Consider a very simplified illustration of takeout rates (with zeros left off handle and handle set at a round figure).  Assume that a racetrack’s current takeout rate on win, place, and show bets is 17%.  Further, assume that the racetrack generated $100,000 in handle on such straight bets in the past year, providing it with $17,000 in revenue.

The following tabular presentation illustrates how much handle would need to increase in dollars and percentages for the racetrack to continue to receive $17,000 in revenue should it lower the takeout rate on straight bets.  In other words, what would be the break-even point at various reduced takeout rates.

Takeout Rate    Handle to Yield $17K     % Increase

17%                      $100,000                                NA

16%                      $106,250                                 6.25%

15%                      $113,333                                13.33%

14%                      $121,429                                21.43%

13%                      $130,769                                30.77%

12%                      $141,667                                41.67%

11%                      $154,545                                54.55%

10%                      $170,000                                70.00%

Would a 1% percent reduction in the takeout rate generate at least a 6.25% increase in handle, or would, say, a 4% reduction boost handle by 30.8%?
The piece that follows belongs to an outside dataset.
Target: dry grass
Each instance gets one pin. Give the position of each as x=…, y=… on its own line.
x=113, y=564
There is no way to determine the answers without experimentation over a representative period of time, perhaps a year.  Bettors are not automatons who respond immediately to changes in incentives.  Moreover, it takes time for word of pricing modifications to disseminate to people who are not avid gamblers.

In my view, the top executives at racetracks are reluctant to experiment for two reasons.  First, they fear that reduced takeout rates won’t result in enough additional handle, especially in the short-term.  Second, they are concerned about criticism and negative publicity from raising rates back to old levels if reduced takeout rates prove not to be successful.  These issues can be addressed, of course, by limiting experiments to test markets and/or certain bets, as one need not go all in by reducing rates across the board.
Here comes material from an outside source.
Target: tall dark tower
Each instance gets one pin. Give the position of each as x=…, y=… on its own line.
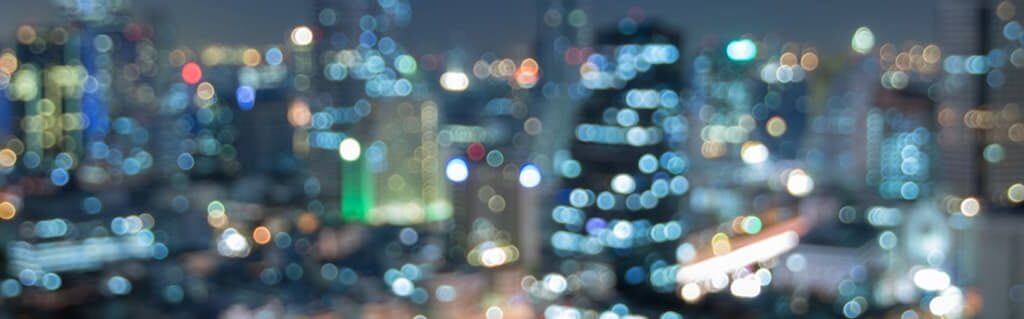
x=623, y=176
The view here is that the vast majority of racetrack executives, especially at racinos, are working under the strategic assumption that pari-mutuel wagering is a cash cow to be milked as long as possible while receiving as little time, effort, and money as possible.  The bloodstock side of the industry has its fate tied to individuals who increasingly tend to view pari-mutuel wagering as a sideline.

Copyright © 2014 Horse Racing Business


  1. a fair solution would be a 1.5% takeout, per starter. For example, a 5 horse field would have a 7.5% takeout while a 10 horse field would take 15%. Anyone betting US racing has to frustrated with the never-ending stream of 5 and 6 horse fields. This solution would make those 6 horse fields more playable.